Freight transport is the life-blood of today’s economy. Raw materials, components and
finished products flow in vast quantities through complex supply chain systems to
satisfy the demands of the ultimate customers. Although vital to ensure economic
prosperity, freight transport also poses a large burden on the environment and society.
Road remains a dominant mode of freight transport in the UK, with 65% of the total
tonne-kms moved and 82% of tonnes lifted in 2008. Most of the externalities associated
with road freight transport have already been subject to legal environmental controls.
CO2 emissions are the only externality that still remains unregulated.
In order to evaluate the effects of potential regulations or other policy options, decision
makers need a reliable forecast of the future course of the road freight transport- related
CO2 emissions in the absence of such new initiatives and interventions.

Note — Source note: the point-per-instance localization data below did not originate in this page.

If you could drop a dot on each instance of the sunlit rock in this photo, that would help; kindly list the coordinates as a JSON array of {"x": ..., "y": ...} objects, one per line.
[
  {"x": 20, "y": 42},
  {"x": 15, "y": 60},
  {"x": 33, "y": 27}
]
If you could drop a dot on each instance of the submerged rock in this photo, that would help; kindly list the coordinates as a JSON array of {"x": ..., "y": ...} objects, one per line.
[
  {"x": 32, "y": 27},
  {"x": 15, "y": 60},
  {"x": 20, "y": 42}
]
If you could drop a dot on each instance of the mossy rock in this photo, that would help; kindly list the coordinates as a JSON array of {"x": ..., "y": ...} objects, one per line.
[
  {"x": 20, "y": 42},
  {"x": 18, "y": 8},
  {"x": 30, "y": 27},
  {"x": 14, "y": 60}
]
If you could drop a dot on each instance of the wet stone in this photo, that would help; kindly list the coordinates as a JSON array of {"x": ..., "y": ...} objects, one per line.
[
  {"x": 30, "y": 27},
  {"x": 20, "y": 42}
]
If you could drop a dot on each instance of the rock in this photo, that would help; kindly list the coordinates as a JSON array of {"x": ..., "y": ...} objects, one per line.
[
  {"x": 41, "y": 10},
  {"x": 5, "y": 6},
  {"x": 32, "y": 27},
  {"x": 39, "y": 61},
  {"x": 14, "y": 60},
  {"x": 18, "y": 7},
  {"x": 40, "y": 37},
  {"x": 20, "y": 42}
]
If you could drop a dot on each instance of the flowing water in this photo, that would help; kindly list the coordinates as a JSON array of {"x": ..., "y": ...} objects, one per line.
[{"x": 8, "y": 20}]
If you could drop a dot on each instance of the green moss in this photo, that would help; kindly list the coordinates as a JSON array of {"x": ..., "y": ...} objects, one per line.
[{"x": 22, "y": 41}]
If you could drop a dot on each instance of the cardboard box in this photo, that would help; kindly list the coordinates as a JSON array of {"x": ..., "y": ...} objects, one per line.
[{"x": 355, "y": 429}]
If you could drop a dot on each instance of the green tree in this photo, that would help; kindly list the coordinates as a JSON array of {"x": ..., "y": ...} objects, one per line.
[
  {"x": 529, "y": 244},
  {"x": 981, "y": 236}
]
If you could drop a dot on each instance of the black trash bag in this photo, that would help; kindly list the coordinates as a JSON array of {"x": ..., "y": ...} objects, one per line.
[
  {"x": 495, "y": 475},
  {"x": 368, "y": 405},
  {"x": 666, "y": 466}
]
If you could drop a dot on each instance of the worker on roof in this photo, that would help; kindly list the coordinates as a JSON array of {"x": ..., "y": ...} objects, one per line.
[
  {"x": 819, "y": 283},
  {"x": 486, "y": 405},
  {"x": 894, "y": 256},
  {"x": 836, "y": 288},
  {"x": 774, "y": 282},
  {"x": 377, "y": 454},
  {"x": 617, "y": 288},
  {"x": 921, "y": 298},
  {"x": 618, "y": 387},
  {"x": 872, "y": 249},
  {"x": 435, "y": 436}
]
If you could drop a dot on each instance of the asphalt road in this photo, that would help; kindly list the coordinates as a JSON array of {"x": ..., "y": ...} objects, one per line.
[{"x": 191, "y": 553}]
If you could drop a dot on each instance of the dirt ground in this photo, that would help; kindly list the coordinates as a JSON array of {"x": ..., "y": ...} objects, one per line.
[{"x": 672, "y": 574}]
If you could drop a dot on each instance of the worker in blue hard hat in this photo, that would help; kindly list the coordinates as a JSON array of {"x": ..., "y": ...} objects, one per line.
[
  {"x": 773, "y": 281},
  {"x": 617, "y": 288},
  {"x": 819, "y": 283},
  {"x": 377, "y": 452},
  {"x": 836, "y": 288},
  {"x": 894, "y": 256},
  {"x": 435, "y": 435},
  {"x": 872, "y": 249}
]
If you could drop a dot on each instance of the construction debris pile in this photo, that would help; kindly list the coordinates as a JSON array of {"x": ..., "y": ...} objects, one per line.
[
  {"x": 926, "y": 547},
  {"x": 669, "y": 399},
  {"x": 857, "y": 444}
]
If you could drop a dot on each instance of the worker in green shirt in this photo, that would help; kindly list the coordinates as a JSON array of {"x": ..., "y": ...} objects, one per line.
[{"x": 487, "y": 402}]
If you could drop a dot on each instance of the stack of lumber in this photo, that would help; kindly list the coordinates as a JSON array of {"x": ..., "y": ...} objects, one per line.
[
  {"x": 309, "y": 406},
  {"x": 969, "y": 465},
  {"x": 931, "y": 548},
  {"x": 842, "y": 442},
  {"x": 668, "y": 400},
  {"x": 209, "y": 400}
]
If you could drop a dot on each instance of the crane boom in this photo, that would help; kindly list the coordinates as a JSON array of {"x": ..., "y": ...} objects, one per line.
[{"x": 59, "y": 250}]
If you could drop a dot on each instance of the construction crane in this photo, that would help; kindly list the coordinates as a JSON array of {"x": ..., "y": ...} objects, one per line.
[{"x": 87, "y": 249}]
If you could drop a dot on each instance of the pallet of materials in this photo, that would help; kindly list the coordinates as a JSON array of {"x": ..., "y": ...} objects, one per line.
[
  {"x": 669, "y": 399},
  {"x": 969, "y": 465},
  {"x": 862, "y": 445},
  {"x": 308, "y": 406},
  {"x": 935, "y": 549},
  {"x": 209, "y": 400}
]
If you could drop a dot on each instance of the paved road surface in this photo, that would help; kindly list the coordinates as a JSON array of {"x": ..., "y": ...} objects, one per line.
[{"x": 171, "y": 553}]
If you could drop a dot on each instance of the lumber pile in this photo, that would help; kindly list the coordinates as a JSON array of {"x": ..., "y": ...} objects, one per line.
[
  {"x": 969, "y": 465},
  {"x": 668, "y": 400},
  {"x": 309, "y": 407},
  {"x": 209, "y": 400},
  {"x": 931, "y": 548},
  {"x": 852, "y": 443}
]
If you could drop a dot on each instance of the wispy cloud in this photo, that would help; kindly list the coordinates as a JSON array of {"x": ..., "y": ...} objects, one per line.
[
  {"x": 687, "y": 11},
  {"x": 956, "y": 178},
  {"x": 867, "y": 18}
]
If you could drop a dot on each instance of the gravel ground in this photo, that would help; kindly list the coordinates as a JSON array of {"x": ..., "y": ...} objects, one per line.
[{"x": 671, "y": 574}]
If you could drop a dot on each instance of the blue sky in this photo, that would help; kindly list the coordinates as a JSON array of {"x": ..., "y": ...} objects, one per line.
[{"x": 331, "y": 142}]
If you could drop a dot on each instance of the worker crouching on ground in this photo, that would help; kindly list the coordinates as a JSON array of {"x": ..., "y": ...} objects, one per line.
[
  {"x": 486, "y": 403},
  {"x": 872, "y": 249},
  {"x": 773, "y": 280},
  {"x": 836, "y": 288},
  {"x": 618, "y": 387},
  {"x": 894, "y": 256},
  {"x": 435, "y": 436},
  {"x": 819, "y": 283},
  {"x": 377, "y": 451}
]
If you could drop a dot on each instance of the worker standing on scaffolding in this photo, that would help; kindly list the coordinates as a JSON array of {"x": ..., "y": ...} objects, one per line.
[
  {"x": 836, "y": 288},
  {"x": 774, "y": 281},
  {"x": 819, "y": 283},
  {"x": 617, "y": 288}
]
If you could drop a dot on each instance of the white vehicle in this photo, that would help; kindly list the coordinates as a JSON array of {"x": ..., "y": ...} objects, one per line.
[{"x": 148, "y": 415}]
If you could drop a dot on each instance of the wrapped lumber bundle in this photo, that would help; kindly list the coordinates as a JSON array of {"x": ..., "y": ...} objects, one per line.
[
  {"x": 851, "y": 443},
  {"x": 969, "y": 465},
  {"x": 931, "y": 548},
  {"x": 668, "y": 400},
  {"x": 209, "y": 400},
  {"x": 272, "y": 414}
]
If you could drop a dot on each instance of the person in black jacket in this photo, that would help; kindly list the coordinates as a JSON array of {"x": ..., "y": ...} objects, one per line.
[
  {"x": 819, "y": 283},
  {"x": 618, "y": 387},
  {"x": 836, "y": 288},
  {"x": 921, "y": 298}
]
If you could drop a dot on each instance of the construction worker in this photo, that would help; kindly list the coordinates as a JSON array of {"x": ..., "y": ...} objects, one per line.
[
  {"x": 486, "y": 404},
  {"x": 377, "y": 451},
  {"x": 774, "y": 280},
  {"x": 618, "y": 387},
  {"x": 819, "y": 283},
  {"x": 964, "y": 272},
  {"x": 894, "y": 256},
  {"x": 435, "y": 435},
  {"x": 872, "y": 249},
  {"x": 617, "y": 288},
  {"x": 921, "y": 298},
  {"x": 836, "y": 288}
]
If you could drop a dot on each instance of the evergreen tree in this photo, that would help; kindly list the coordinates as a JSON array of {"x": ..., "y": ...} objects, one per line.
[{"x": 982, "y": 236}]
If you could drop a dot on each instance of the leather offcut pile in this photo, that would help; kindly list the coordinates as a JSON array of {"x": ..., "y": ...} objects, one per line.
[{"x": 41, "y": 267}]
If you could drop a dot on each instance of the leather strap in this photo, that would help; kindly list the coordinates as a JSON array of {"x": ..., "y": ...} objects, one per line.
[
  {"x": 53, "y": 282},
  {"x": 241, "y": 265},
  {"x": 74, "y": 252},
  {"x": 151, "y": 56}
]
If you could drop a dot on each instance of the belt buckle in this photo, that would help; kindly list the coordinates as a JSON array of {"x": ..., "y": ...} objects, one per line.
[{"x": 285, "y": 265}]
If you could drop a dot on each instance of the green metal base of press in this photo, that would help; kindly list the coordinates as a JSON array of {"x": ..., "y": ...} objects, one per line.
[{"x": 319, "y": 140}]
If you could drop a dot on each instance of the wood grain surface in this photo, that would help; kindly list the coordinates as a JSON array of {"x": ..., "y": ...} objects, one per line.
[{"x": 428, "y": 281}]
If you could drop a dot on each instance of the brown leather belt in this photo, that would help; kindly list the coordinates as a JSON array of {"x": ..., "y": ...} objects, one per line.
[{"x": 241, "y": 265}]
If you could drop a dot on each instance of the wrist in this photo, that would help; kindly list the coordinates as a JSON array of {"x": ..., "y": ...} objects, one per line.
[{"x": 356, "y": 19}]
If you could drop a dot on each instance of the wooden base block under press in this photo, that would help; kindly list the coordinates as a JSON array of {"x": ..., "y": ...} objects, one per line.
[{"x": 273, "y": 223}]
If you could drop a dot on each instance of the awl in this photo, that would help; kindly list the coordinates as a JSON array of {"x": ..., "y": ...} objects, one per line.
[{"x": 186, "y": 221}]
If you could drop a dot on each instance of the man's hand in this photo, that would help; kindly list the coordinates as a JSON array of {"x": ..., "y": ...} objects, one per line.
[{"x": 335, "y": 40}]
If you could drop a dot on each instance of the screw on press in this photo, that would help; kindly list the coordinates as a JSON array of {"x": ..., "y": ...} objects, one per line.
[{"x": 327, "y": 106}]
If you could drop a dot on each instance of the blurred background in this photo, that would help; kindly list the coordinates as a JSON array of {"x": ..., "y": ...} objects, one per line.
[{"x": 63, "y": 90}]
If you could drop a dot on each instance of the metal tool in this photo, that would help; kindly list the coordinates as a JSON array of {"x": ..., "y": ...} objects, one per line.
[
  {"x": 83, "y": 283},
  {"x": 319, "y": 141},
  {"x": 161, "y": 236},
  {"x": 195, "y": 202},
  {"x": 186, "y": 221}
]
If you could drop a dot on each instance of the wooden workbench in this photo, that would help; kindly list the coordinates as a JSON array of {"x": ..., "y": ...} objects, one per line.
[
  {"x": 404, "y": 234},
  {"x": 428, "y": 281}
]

Most currently
available forecasts relate to road transport as a whole and focus on the passenger vehicle
activity. Forecasts of road freight volumes and related externalities are typically linked
to trends in economic activity, ignoring changes in the nature of logistics and supply
chain systems. Hence, the aim of this thesis is to produce a forecast of road freight
transport – related CO2 emissions up to 2020 on a business-as-usual (BAU) basis by
incorporating the projections on future trends in a number of logistics and road freight
transport variables and the driving forces behind them.
The theoretical foundations of the logistics and supply chain management discipline
continuously evolve, allowing researchers to view real-world problems from an array of
philosophical perspectives, leading to scientific advancement and enrichment of the
body of knowledge. This thesis is rooted in the critical realist paradigm and employs
methodological triangulation involving focus group research, a Delphi questionnaire
survey and spreadsheet modelling to produce a reliable BAU forecast of future CO2
emissions from road freight transport.
In addition to the forecast of future CO2 emissions from Heavy Goods Vehicles, this
research also elicits forecasts of changes in key logistics and freight transport variables
such as handling factor, average length of haul, modal split, empty running, lading
factor and fuel efficiency up to 2020. The main structural, commercial, operational,
functional, external and product-related factors behind future trends in these variables
are also investigated. The BAU scenario is assessed in the light of the UK greenhouse
gas reduction target and additional scenarios offering CO2 savings greater than that
predicted by the BAU case modelled. The thesis concludes with a review of potential
policy measures that could help to reduce the future CO2 emissions from road freight
transport